Comme quoi, tout arrive. Alain Juppé a beau n'avoir jamais eu la réputation d'être l'homme politique le plus comique de France, hier soir, il a néanmoins remporté le prix Humour & Politique 2014 (*). Grâce à cette répartie, il est vraie pleine de délicieuse autodérision venant de qui eut une carrière parsemée de tant de traversées du désert:«En politique, on n'est jamais fini. Regardez-moi!»

On peut d'ailleurs remarquer un changement d'attitude chez lui, depuis un petit moment. Depuis, précisément, qu'il a fait son coming-out présidentiable, à la fin août. Désormais, il prend soin de ponctuer chacune de ses interventions télévisuelles d'une petite phrase (un peu) rigolote. Histoire de bien montrer que, non, décidément, il n'est pas si austère.

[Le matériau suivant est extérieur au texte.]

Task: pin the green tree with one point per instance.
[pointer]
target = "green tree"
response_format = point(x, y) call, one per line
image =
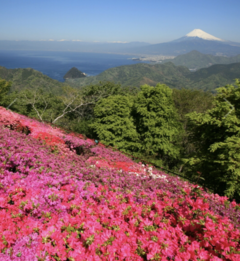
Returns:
point(187, 101)
point(113, 122)
point(157, 123)
point(4, 89)
point(216, 134)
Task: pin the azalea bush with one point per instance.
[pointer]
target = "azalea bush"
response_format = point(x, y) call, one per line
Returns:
point(62, 197)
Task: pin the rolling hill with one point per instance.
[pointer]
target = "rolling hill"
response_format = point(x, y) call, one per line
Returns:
point(195, 60)
point(174, 76)
point(29, 78)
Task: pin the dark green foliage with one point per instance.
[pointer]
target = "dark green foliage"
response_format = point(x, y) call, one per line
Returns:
point(4, 88)
point(30, 79)
point(216, 135)
point(187, 101)
point(113, 122)
point(157, 122)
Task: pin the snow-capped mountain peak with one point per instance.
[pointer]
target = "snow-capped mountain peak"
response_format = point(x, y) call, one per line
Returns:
point(201, 34)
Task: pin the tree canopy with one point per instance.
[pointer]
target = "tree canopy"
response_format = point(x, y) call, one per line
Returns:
point(216, 135)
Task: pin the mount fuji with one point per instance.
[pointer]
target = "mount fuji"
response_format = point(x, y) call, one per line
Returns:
point(195, 40)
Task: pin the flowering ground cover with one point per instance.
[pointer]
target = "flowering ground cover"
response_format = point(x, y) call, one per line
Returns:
point(65, 198)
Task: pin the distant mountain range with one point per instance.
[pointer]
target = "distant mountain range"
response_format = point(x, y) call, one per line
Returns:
point(195, 60)
point(195, 40)
point(132, 75)
point(207, 79)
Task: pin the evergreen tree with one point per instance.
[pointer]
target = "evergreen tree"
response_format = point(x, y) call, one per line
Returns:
point(216, 134)
point(4, 89)
point(114, 124)
point(157, 122)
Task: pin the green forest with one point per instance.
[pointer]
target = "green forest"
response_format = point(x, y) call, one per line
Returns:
point(191, 132)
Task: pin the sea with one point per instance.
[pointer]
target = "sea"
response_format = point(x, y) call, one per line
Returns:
point(56, 64)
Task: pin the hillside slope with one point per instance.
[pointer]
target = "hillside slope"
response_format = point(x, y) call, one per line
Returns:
point(30, 78)
point(65, 198)
point(169, 74)
point(196, 60)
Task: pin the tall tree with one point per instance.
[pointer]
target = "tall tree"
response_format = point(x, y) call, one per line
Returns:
point(4, 89)
point(157, 122)
point(113, 122)
point(216, 134)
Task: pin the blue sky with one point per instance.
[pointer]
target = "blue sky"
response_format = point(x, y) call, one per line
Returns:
point(152, 21)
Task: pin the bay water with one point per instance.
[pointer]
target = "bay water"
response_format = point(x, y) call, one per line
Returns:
point(56, 64)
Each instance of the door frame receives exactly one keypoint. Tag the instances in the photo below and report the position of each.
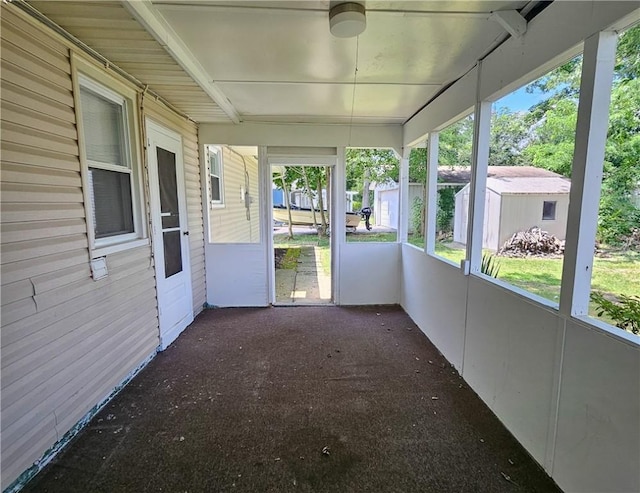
(168, 335)
(267, 162)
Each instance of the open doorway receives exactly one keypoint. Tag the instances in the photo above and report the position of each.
(301, 229)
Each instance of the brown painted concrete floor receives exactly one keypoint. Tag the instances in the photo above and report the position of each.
(247, 399)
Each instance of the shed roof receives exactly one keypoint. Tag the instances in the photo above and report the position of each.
(529, 185)
(462, 174)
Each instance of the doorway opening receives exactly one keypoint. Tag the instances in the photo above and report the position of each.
(301, 229)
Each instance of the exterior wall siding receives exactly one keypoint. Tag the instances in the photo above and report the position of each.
(520, 211)
(229, 224)
(67, 341)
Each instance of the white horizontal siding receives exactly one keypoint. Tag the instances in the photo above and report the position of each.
(229, 224)
(63, 349)
(111, 30)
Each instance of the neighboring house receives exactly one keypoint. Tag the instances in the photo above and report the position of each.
(516, 201)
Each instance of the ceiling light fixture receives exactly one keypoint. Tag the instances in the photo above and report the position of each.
(347, 20)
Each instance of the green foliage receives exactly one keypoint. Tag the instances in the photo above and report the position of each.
(490, 265)
(418, 165)
(455, 142)
(446, 209)
(552, 142)
(417, 216)
(377, 165)
(625, 312)
(509, 133)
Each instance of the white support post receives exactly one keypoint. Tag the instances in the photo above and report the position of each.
(478, 186)
(586, 174)
(338, 219)
(266, 219)
(431, 204)
(405, 206)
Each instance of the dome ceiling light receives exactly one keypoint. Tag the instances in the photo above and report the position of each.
(347, 20)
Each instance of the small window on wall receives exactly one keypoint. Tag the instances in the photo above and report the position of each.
(215, 176)
(549, 210)
(112, 177)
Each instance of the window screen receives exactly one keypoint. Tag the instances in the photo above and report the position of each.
(111, 190)
(215, 166)
(111, 200)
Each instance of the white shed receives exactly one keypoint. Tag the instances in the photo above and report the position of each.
(516, 203)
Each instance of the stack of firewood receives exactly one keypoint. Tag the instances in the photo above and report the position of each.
(532, 243)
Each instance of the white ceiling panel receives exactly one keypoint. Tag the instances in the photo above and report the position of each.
(327, 102)
(278, 60)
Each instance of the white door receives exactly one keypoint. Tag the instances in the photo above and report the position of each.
(170, 232)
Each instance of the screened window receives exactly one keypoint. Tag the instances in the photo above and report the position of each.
(549, 210)
(215, 173)
(111, 177)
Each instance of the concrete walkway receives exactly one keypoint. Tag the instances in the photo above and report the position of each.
(307, 283)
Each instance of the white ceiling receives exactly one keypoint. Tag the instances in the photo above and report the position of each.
(277, 61)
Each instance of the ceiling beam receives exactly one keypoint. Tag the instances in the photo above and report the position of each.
(512, 21)
(171, 5)
(146, 14)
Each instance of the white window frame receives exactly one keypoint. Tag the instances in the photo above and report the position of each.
(88, 76)
(213, 150)
(555, 210)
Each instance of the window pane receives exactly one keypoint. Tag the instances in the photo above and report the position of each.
(214, 160)
(215, 188)
(451, 202)
(549, 211)
(172, 253)
(417, 198)
(112, 206)
(373, 195)
(103, 127)
(526, 200)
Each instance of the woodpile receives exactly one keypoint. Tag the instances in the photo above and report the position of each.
(532, 243)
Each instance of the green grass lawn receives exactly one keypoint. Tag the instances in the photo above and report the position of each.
(283, 241)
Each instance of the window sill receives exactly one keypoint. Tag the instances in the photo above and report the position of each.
(608, 330)
(118, 247)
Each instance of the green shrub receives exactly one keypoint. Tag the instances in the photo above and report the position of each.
(446, 208)
(490, 265)
(417, 209)
(625, 312)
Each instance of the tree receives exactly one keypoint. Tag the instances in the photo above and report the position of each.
(370, 165)
(509, 136)
(455, 143)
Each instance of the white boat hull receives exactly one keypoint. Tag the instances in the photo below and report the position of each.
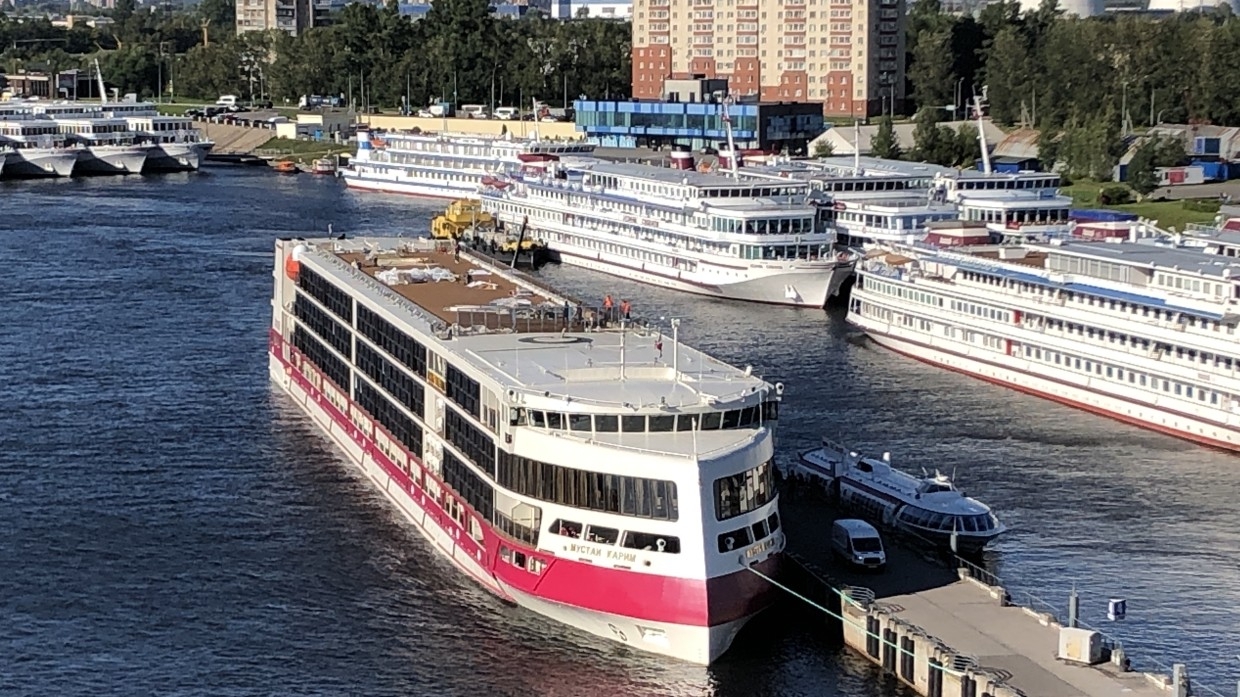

Lui-même, du reste, avait un jour théorisé sur la nécessité qu'il avait de paraître moins techno, sévère, cassant, droit dans ses bottes. «C'est plus facile de sourire que de réformer. Mais puisqu'on me dit qu'il faut être aimable...», avait-il lancé. Avec un sourire un rien crispé.

 

(*) Prix dont plusieurs nominés méritent, trouve-t-on, les félicitations. Le ministre Michel Sapin, pour cette désarmante tentative de minimiser les manques gouvernementaux: «Quand on ne va pas assez loin, c'est déjà qu'on va quelque part». Son ex-collègue Arnaud Montebourg, que rien décidément n'arrête, pour son culot: «Je crois à un retour de Nicolas Sarkozy, mais menotté». Et le député UMP Henri Guaino, groupie sarkozyste, pour le comique involontaire de sa dévotion fayotte: «Si Nicolas Sarkozy n’avait pas été là, il n’y aurait plus de démocratie en France, en Europe et dans le monde».

23/09/2014

Un concours de vacheries

C'était comique, hier, de voir Alain Juppé, sourire ironique aux lèvres, se dire «sensible aux paroles aimables à (son) égard» prononcées la veille au soir, à la télé, par Nicolas Sarkozy. L'ex-Président avait eu ces mots, le concernant: «Alain Juppé, je l'ai connu quand j'avais 20 ans. C'est un partenaire, c'est un ami, c'est un compagnon, c'est quelqu'un pour qui j'ai même de l'admiration. Et j'aurai besoin de lui». Sauf que ces échanges amicaux cachent évidemment un vrai concours de vacheries.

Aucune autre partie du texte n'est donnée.